The Dems also have their billionaire class donors with their own demands and I don’t expect the Harris/Walz campaign to turn their back on such people. However, the Biden/Harris policy record offers a real contrast with the previous administration. We can expect continued attention to healthcare access and further reductions in the costs of prescription drugs. We can expect women’s reproductive healthcare to be codified on a national level. We can expect public schools to receive the full-throated support of the national government. We can expect competent foreign policy leaders to manage our complicated relationships with allies and adversaries, perhaps with fewer love notes to Kim Jung-Un. We can expect American workers to receive more of a fair shake. What we can expect, I think, overall, is for the lives of average Americans to get better. Maybe not by a lot, but some.

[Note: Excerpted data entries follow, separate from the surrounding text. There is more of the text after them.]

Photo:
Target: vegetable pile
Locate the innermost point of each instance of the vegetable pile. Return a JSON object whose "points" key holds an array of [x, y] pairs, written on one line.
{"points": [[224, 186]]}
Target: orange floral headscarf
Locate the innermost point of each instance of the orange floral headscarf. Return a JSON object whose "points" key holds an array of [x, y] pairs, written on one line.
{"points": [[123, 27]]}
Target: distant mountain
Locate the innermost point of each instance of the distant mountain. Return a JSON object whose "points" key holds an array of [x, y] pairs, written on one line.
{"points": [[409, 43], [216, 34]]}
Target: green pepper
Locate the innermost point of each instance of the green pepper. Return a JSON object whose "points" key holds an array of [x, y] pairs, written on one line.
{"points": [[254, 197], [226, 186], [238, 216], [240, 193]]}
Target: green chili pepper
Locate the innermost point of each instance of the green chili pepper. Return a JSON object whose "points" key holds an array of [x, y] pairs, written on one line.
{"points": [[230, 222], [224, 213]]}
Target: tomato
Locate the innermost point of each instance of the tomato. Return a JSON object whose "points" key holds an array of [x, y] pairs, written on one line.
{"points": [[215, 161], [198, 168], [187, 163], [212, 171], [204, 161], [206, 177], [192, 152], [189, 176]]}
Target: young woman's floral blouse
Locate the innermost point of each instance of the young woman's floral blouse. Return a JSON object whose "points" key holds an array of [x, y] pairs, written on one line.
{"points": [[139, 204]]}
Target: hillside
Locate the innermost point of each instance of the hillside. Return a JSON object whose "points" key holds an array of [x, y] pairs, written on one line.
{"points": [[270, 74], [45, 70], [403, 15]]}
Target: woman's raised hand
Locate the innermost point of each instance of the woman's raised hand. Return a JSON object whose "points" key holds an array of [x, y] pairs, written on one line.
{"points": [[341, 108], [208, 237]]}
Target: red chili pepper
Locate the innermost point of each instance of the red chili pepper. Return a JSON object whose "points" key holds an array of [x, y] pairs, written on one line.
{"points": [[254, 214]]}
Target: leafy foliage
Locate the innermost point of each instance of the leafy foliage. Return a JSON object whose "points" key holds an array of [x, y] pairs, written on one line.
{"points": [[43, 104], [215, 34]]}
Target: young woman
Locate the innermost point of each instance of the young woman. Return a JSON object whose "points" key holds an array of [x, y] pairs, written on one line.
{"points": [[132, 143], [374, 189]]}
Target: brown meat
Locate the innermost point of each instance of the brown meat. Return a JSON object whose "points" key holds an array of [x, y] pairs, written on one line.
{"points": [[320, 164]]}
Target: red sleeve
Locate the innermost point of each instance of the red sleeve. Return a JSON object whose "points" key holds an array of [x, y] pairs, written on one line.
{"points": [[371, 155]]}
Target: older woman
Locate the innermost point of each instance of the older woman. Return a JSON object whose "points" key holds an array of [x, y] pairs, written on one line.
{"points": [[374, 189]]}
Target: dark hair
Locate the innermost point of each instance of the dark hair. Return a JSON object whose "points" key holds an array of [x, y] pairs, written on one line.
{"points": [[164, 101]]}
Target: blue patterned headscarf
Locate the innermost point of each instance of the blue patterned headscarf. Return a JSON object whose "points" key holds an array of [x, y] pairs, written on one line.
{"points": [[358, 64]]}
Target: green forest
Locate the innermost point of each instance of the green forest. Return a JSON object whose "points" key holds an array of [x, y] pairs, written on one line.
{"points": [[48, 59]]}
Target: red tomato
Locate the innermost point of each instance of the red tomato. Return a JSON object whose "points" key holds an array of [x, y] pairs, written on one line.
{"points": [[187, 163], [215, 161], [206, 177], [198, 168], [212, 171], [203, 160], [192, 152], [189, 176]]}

The government isn’t going to clean the lint trap in your dryer or buy you a winning lottery ticket.
But when I look at the vision of Harris/Walz contrasted against a Trump/Vance America in which the richest Americans have been promised further tax cuts and in which millions of our neighbors are being threatened with police round-ups and mass deportation; where our neighbors will be prevented by their government to receive the healthcare they need - and access to that healthcare will be curtailed – an America in which people get meaner and more suspicious of each other, an America in which our diversity is viewed as a threat rather than a strength; that’s an America I cannot abide.
Under one administration, my neighbors’ lives will get incrementally better. Under the other, some of my neighbors’ lives might be destroyed.
I have said time and again that I don’t give a shit about any particular political candidate. Joe Biden didn’t nurse my kids. Tim Walz never pushed me out of a snowbank. Kamala didn’t fix my roof. I don’t care about them as people except insomuch as they seem like good folks. What I care about are the ideals they claim to represent, backed by evidence that they walk the walk. They’re not perfect, but neither are We the People. We don’t need perfection. We need competence. Are they competent? Yes. Are they qualified? Yes. Do their words match their actions? More often than not, I think they do.
Would they make good neighbors?
I can tell you this, they’re certainly better neighbors than me. I’m not bringing anybody hot dish. I barely saying hello to the people on my block.. But I try to be decent to everybody and I want that decency in my political leaders. Everybody’s got a neighbor who thinks the sky is always falling. The difference between our neighbors who believe that and a President who does is that, with my neighbor, I can stop and smile politely and tell them to have a good day, knowing that the sky is just fine. When a President with a black Sharpie and a suitcase full of nukes says the same thing, it’s time to lock the doors and windows.
FWIW - I think this is one of the best political pieces you've written. The metaphor of Chicken Little is spot on.
"We don’t need perfection. We need competence."
Exactly this - progress doesn't happen overnight, but rolling it back sure can.